Wouldnt Hurt A Fly Freya Parker (2024)

She pauses, and the pigeon—a scruffy, one-eyed creature she calls ‘Captain’—nuzzles into her palm.

Then you meet Freya Parker. And you realize you’ve misunderstood everything.

In a world that often mistakes aggression for ambition and loudness for leadership, the phrase “wouldn’t hurt a fly” is usually delivered as a backhanded compliment. It conjures an image of a meek pushover—someone too gentle to survive, let alone thrive. wouldnt hurt a fly freya parker

Freya’s sanctuary now runs on donations and a small army of like-minded “soft rebels”—people who have realized that compassion is not finite. She teaches workshops on “non-violent pest control” and speaks at elementary schools, where children listen with rapt attention as she explains that every creature, no matter how small, has a role.

Yes, flies.

“We get calls all the time,” says Marcus, her lone volunteer. “People have a fly in the house, they want to kill it. Freya will drive twenty miles to net it and release it outside. They think she’s crazy.” He grins. “She’s not crazy.

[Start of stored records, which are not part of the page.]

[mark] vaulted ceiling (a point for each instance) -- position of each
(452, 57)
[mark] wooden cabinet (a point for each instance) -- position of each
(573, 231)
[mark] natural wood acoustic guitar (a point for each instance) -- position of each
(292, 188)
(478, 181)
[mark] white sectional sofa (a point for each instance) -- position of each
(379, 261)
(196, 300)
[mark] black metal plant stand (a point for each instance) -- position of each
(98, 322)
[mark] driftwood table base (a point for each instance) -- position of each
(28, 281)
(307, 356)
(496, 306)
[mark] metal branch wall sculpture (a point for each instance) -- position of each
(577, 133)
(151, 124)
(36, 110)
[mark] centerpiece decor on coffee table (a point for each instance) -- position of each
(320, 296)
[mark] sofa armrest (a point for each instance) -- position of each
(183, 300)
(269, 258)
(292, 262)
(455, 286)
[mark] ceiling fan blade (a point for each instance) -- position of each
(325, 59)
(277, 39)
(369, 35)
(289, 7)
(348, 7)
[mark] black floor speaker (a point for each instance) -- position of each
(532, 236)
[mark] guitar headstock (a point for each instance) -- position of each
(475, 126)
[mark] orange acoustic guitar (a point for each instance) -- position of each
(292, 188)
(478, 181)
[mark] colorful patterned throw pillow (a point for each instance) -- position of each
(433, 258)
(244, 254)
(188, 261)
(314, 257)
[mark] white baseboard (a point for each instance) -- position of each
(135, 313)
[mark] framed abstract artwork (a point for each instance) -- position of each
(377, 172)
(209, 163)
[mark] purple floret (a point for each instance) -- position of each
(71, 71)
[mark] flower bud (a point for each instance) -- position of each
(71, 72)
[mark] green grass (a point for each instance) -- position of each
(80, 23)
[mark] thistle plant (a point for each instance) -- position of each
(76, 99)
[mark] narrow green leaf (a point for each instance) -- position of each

She’s just the only person I know who actually means the phrase.”

She has been mocked on social media—a video of her rescuing a fly from a puddle of dishwater went viral for all the wrong reasons. Commenters called her “insufferably gentle” and asked, “Does she think flies have souls?” She pauses, and the pigeon—a scruffy, one-eyed creature

“My dad used to say I had soft hands for a hard world,” she recalls. “He wasn’t wrong about the world. He was just wrong about what it takes to meet it.”